CXLVI
M. Albert Menard Lacoste, industriel nanti d'une immense fortune et officier de la légion d'honneur, était en droit, en effet, de se dire le plus honnête homme du monde. Il ne s'en privait pas, du reste. Et cette qualité négative, puisqu'elle consiste en somme à ne pas se conduire malhonnêtement ; oui, cette qualité le dispensait à ses yeux de toutes celles qui font qu'un homme est agréable à vivre. Tant et si bien qu'en l'observant, il est une réflexion de Joseph de Maistre qui vous vient tout de suite à l'esprit ; cette réflexion est la suivante : "Je ne sais ce qu'est la vie d'un coquin, je ne l'ai jamais été, mais celle d'un honnête homme est abominable."
– Sacha Guitry
Dans La vie d'un honnête homme, petite merveille parmi tant d'autres du grand Sacha Guitry, est révélée la misère d'une existence purement honnête, comme Lars Von Trier qui, dans Dogville et Manderlay, pousse la belle âme, avec une violente ironie, jusqu'au bout de ses dangereuses contradictions. La vie bourgeoise d'Albert Menard Lacoste est insipide : sa femme est ennuyeuse et cupide, ses enfants manquent de caractère ; il n'a rien connu des plaisirs insouciants de la jeunesse et ne s'est presque jamais détourné de son chemin monotone ; fier, il y a fort longtemps, de ne pas avoir volé 10 000 francs alors qu'il en avait l'occasion, il semble fonder sur cette simple inaction sa supériorité et sa qualité d'honnête homme ; réglé, droit, son avenir est tracé d'avance, et son aigreur semble croître à mesure qu'il prend conscience qu'il s'est enfermé dans un mode de vie sans surprise, fade, stérile ; un oppressant sentiment de dégoût l'envahit progressivement tout entier. Il ne peut s'empêcher d'être jaloux d'Alain, son frère jumeau, dont il découvre la vie facétieuse, riche en aventures et en belles difficultés, ainsi que cette légèreté souriante, ce bonheur simple découlant du noble sentiment d'indépendance ; le chien envie le loup. Cherchant à se débarrasser de son être, qu'il méprise tellement au fond de lui-même, et souhaitant se dépouiller de son entravante honnêteté, il imitera médiocrement Alain grâce à une farce qui ne lui ressemble pas, pour finalement se retrouver enchaîné aux mêmes poteaux fades, goûtant malgré tout de l'insolite de sa situation inattendue, jusqu'à ce que, inévitablement, son masque tombe. La pièce est vive et parsemée de répliques spirituelles, comme toujours chez Sacha Guitry ; mais le ton est remarquablement grave ; l'atmosphère est lourde de lassitude et d'amertume. Ce film dégoûte de l'honnête vie rangée du bourgeois, vie de soumis, vie de larve, vie gâchée. Une petite dose des Oiseaux de passage :
Oh ! vie heureuse des bourgeois ! Qu'avril bourgeonne
Ou que décembre gèle, ils sont fiers et contents.

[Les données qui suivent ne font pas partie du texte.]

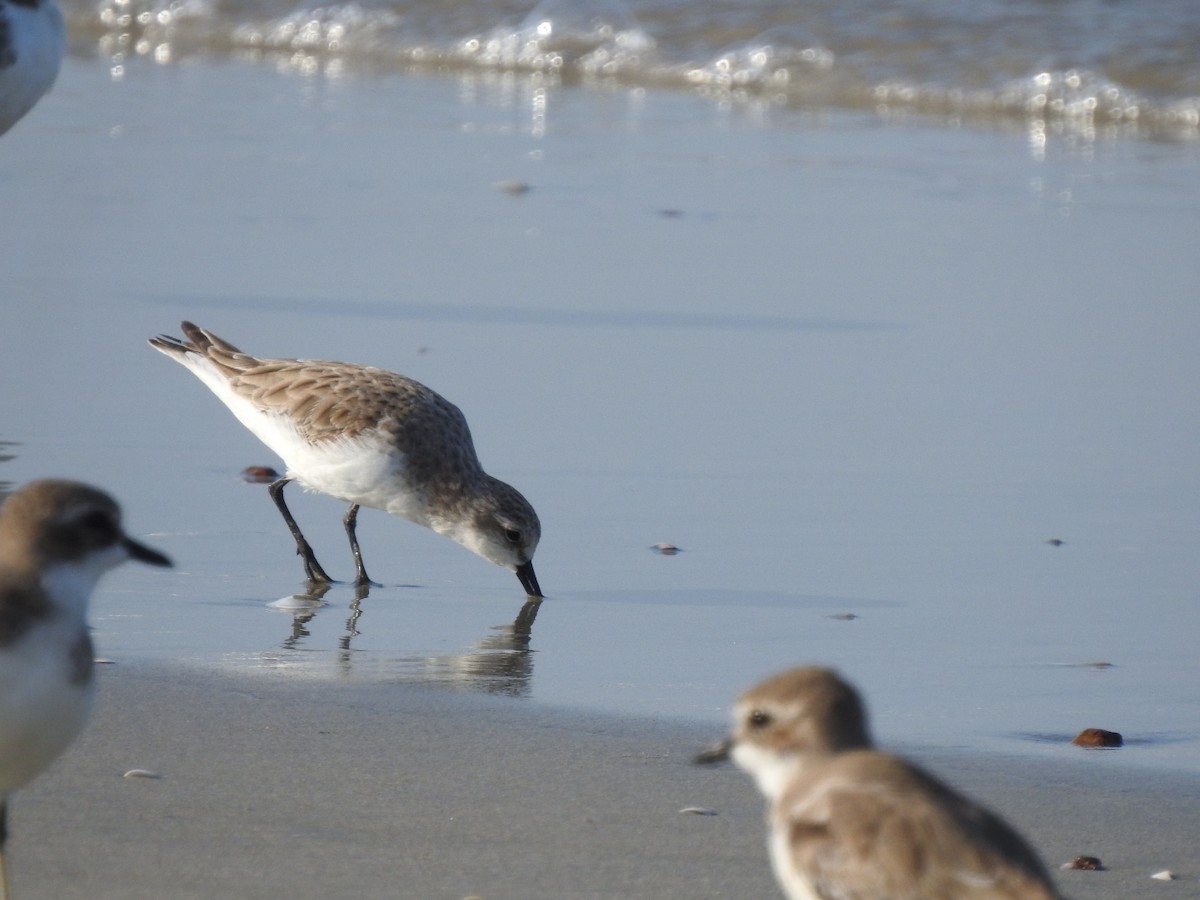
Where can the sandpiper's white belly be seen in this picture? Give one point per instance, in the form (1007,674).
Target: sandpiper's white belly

Ce pigeon est aimé trois jours par sa pigeonne ;
Ca lui suffit, il sait que l'amour n'a qu'un temps.
Ce dindon a toujours béni sa destinée.
Et quand vient le moment de mourir il faut voir
Cette jeune oie en pleurs : " C'est là que je suis née ;
Je meurs près de ma mère et j'ai fait mon devoir. "

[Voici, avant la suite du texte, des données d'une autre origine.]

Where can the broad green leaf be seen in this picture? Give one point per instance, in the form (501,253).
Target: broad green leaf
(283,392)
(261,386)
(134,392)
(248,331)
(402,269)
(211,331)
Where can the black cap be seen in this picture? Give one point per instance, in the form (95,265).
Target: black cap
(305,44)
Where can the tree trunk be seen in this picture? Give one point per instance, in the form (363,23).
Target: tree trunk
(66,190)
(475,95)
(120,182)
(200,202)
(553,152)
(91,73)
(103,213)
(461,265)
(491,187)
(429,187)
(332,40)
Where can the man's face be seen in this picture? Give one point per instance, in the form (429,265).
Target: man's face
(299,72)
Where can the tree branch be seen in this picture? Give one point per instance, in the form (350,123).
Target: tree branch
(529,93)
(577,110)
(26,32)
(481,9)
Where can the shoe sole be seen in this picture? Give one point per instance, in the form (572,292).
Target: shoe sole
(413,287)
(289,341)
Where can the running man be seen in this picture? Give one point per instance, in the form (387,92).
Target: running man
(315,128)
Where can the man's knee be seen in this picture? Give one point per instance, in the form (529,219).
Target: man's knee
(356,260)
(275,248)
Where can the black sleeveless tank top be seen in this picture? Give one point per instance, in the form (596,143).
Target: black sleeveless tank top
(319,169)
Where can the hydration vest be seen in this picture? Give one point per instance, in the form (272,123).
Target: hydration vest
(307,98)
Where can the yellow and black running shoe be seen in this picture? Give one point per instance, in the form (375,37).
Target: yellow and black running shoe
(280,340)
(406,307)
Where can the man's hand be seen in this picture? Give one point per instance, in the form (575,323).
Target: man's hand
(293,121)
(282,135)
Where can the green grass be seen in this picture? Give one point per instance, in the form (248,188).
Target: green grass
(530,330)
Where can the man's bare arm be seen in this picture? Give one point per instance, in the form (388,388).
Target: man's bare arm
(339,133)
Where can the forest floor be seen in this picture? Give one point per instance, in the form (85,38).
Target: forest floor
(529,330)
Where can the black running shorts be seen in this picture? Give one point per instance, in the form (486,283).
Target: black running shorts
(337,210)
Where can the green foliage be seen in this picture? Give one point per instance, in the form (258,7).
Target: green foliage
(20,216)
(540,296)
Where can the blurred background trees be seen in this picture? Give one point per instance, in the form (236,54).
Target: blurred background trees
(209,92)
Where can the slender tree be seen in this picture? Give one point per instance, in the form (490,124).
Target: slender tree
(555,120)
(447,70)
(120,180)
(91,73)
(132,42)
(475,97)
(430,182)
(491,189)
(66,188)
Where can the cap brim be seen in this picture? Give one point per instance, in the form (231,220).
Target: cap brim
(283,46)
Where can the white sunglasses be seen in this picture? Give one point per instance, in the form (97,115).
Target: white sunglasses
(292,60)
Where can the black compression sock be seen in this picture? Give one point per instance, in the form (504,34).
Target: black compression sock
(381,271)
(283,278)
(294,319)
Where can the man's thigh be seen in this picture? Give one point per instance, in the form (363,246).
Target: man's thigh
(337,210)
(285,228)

Elle a fait son devoir ! C'est à dire que oncque
Elle n'eut de souhait impossible, elle n'eut
Aucun rêve de lune, aucun désir de jonque
L'emportant sans rameurs sur un fleuve inconnu.
Elle ne sentit pas lui courir sous la plume
De ces grands souffles fous qu'on a dans le sommeil,
pour aller voir la nuit comment le ciel s'allume
Et mourir au matin sur le coeur du soleil.